Julia Goddard/LA TROMPETTE

La plus ancienne fortification de Jérusalem

Un regard sur la construction de l’époque abrahamique autour de la source de Gihon.

Certaines des plus importantes découvertes archéologiques d’Israël ont été faites par accident. Le premier rouleau des manuscrits de la mer Morte a été découvert lorsqu’un jeune garçon a lancé des pierres dans une grotte à Qumrân et a entendu le bruit de céramiques brisées. Les rouleaux de Ketef Hinnom, qui contiennent la partie la plus ancienne de la Bible, remontant à 2700 ans, ont été découverts par un adolescent qui s’ennuyait en piochant ce qui s’est avéré être le faux plancher d’une tombe.
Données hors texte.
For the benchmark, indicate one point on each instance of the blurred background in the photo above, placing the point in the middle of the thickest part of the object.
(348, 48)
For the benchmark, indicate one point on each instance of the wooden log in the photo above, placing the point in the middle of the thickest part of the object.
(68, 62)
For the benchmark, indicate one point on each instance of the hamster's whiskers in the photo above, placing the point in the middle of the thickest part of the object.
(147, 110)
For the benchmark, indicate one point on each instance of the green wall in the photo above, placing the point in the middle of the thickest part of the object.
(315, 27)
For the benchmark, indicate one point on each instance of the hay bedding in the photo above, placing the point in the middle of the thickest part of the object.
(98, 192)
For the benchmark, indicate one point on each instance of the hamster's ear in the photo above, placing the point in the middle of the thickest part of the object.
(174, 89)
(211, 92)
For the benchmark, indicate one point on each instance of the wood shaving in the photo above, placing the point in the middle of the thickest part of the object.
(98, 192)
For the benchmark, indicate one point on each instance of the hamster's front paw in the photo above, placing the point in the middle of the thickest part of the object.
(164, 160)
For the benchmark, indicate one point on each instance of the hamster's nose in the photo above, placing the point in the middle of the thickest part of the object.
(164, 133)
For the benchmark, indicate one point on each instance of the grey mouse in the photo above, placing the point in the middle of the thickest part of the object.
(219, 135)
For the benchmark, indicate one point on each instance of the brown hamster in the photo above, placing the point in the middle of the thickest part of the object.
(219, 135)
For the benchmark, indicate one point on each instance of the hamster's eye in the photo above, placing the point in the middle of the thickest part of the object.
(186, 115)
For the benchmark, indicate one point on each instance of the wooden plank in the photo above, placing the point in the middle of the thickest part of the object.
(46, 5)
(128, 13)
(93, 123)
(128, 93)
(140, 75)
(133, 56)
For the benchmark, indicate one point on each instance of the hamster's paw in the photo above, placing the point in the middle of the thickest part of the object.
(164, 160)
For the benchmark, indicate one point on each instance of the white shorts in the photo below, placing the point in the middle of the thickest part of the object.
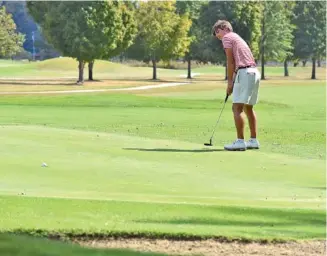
(246, 86)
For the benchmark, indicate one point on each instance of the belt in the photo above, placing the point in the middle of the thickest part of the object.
(244, 68)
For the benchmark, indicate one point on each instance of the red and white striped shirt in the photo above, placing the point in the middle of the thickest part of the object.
(241, 52)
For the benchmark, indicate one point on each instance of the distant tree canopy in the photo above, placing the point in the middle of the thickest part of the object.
(163, 30)
(163, 33)
(86, 30)
(11, 42)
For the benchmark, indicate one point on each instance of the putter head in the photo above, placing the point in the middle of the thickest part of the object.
(209, 144)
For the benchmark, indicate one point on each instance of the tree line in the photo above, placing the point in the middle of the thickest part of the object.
(283, 31)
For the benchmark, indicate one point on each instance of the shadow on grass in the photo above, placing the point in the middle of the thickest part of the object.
(248, 217)
(175, 150)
Il n’est donc pas surprenant que la plus ancienne construction monumentale de Jérusalem ait également pris les archéologues complètement par surprise lorsqu’elle a été mise au jour.

Lorsque Ronny Reich, professeur à l’université de Haïfa, a été chargé en 1995 de mener des fouilles de sauvetage pour le compte de l’Autorité des antiquités d'Israël dans la zone entourant la source de Gihon, il ne s’attendait pas à découvrir quoi que ce soit de remarquable.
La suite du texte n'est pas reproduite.